The problem of cars is one of costs and benefits (good god I sound like an economist). Right now the costs are hidden (100 deaths per day, parking req's built into zoning laws, single-use zoning, fed funding of freeways...). The benefits are manifold. We now enjoy mobility never before seen in human history, which is benefit enough.
But, in a market where costs and information are not transparent, what happens? Mutation. Now, our trains are a joke. Airlines are good, but costly for fuel, while rarely turning a profit, and amid frustratingly crowded airports. Our cities are sprawling in ways that make ppl nervous. And other consumer options wither up and die.
The point isn't to get rid of cars, but to promote more efficient ways of transporting. That will give us more efficient cities - more mobility, quality of life, etc for the same cost. Or if the peakers are right, maybe similar quality of life, with less fuel.
Getting rid of cars as an academic or political goal is rather futile, and even arrogant (and this coming from a bike guy). And if the neighbor wants to drive an SUV, that's his choice. I'm not comfortable means-testing ppl's needs for cars - that's why I hate the anti-sport ute bashing.

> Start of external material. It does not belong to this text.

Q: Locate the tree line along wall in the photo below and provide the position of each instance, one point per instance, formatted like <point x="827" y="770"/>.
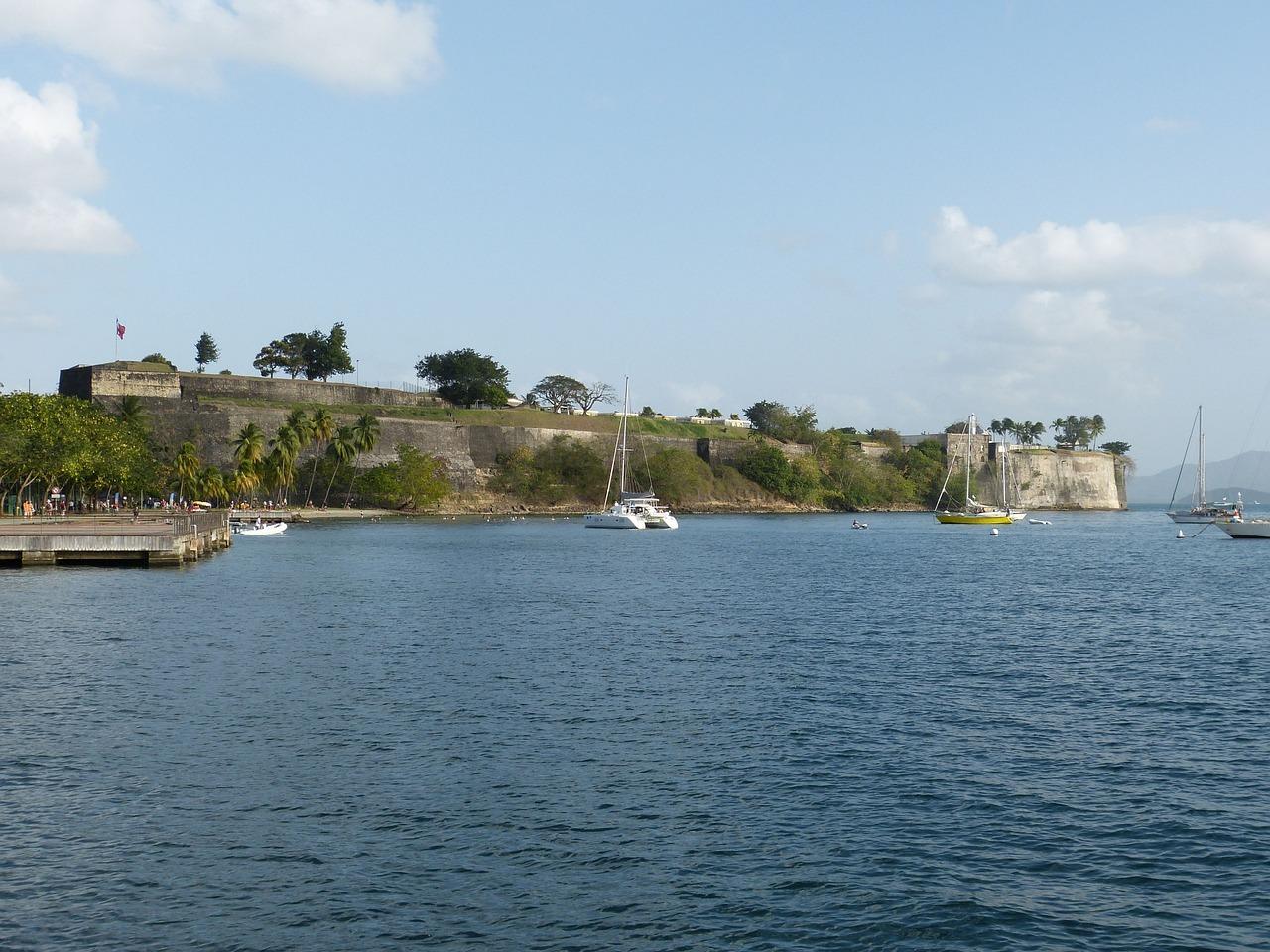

The problem is that this is an environment that has been promoted at the cost of consumer choice, at the cost of consumer financial well-being, and at the cost of civilizan safety. In the long run it has put us over a barrel militarily, and now leaves us in a situation where everybody driving priuses (prii?) really isn't going to change anything.
However, mixed use, mixed transport, neighborhood-oriented cities, do move us in a direction that is more efficient, more organic regarding individual market choices, and more robust regarding international resources. Think of it as diversifying your urban portfolio. Loading up on sprawl may be similar historically to loading up on enron. Or not. Who knows?